Then comes the hard part. One sits in a lousy hotel room in a part of town where most people look Turkish, Arab or African. One tries to read but the mind keeps wandering off towards the Sportscentrum a couple of miles away. Who has entered and where are they from? Are the menacing-looking Russkies as good as advertised? What about the shaven-headed Jap that beat me last time? And those tough, tough Germans, are they back? The answer to such questions turns out to be yes. This was the toughest and deepest field ever.
What bothers me at times about sportswriting is that no matter how knowledgable the hack might be, no one — and I mean no one — knows what it’s really like until they’re on the mat facing the foe with an uninterested ref in the middle trying to act official. There is no goalkeeper behind you, no defenceman, no attacker up front. Only you and that beastly looking subhuman across from you. Do that for 50 years or so, mano a mano every time, and then pick up the quill and write about it. But watching from the sidelines you do not really know. You think you do, but you know squat.

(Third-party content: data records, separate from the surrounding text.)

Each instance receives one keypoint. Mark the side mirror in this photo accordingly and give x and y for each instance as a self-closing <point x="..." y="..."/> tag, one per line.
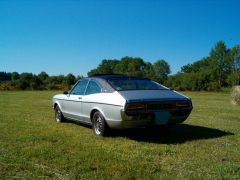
<point x="65" y="92"/>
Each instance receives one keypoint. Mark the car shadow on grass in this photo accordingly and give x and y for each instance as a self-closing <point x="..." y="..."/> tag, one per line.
<point x="177" y="134"/>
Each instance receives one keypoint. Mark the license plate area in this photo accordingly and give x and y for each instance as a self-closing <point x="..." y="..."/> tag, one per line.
<point x="161" y="117"/>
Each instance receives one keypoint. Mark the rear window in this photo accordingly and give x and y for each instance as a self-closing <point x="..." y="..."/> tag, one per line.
<point x="125" y="84"/>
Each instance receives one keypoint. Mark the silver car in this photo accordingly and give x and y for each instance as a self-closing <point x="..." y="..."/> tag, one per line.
<point x="119" y="102"/>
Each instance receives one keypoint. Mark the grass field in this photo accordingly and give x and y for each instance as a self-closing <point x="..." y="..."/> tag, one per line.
<point x="32" y="145"/>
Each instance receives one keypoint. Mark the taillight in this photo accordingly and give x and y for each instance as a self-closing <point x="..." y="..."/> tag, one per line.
<point x="135" y="107"/>
<point x="183" y="104"/>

Well, I’d better let this one go. The polite way of putting it is that fighting in judo, karate or boxing tournaments is character-building. It tests one’s strength, but more so one’s character. Judo is one of the most tiring sports around. You’re at it non-stop and always full out, no coasting or resting in between attacks. One’s at the limit almost from the start and the temptation to quit is ever-present. And the latter is very easy to do. You try a complicated throw, it doesn’t work, and your problems are over. No, you gotta stay in the trenches, grunt it out, fight for every inch in a war of attrition.
There are no poseurs in martial arts competitions. There is also no room for self-pitying, inadequate, spoilt little rich boys or girls. I know a few rich men who practise martial arts, but all they’re doing is fooling themselves. Unless one competes one is not a martial artist. Punto, basta, as they say in the land of pasta. Taking private lessons, or even a class, does not begin to tell the real story. One has to lay it on the line. The irony is that nasty, violent thugs are too cowardly to fight on an equal level. They simply haven’t got the bottle, unless drunk, or five against one, and with a shiv in their hand to boot. Hence the peaceful demeanour of most tough guy judokas or karatekas.
The other thing I noticed was that the oligarchs are not the only pigs around. Athletes from the old Soviet Union stick out on account of their dour looks and absolute lack of any charm or good manners. Most of them grunt in place of speech. They remind me of Lord Sugar and Philip Green, only slightly better-looking. Lady Bracknell would be appalled. Except, of course, for the Poles. They smile and are polite and are the best people of Europe, according to the great anthropologist Taki.
So how did it go? you might ask. I don’t always keep my promises, but I had promised Speccie readers a medal and I got one. It was only a bronze, which makes me the third toughest 74-year-old in the world. I’m not one for excuses, but I fought the best I ever have, losing only in overtime and by decision. My coach Teimoc won gold and told me that he was never more proud to see me fight the way I did. Alas, as it was my last fight ever, I blubbed a bit on the podium, but no one saw it.